So ein Wägelchen sei «fiirtiir», es koste um die 80 000 Franken. Was bitte sind sie? «Sagenhaft teuer. ‹Fiirtiir› ist Dialekt und bedeutet feuerteuer. Es stammt aus einer Zeit, als Schwefelhölzer, die Vorgänger der Zündhölzli, noch eine Rarität und eben sehr teuer waren.»

Franz-Josef Imboden steht mit seinen Gästen vor dem Hotel Monte Rosa, dem ältesten Hotel im Ort. 

Bis 2013 arbeitete er vis-à-vis im ­Luxushotel Zermatterhof als Chef-­Concierge. Zwölf Jahre stand er gar den Clefs d’Or Suisse als Vizepräsident vor. 

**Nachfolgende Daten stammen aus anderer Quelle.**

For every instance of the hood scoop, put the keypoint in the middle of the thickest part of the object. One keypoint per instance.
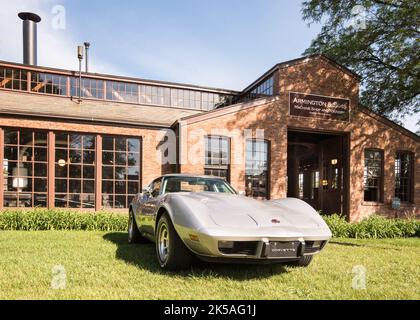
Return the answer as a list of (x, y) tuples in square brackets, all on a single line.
[(232, 220)]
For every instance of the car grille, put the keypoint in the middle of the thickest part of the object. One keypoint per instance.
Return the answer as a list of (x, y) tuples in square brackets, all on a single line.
[(309, 246), (248, 248)]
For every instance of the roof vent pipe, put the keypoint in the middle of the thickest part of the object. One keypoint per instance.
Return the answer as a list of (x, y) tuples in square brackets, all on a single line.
[(30, 21)]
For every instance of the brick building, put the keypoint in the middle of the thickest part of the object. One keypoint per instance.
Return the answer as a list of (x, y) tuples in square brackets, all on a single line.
[(297, 131)]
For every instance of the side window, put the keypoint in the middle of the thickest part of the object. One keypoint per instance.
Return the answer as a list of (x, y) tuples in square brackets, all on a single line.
[(156, 187)]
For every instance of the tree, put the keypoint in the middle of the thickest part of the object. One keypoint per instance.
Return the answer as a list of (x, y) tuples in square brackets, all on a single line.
[(380, 41)]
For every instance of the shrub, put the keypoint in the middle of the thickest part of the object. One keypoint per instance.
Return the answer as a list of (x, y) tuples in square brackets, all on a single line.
[(375, 227), (44, 219)]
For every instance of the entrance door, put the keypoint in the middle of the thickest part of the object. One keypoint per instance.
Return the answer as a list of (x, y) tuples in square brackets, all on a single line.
[(332, 175), (318, 169)]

Die schweizerische Vereinigung der Concierges ist ein weltweites Netzwerk, das 1929 vom Walliser Ferdinand Gillet gegründet wurde. 

Darauf ist Franz-Josef Imboden stolz. Wie auch auf sein Tal. Er stammt aus St. Niklaus, das 15 Auto­minuten von Zermatt entfernt liegt – doch kaum jemand kennt Zermatt so gut wie er. 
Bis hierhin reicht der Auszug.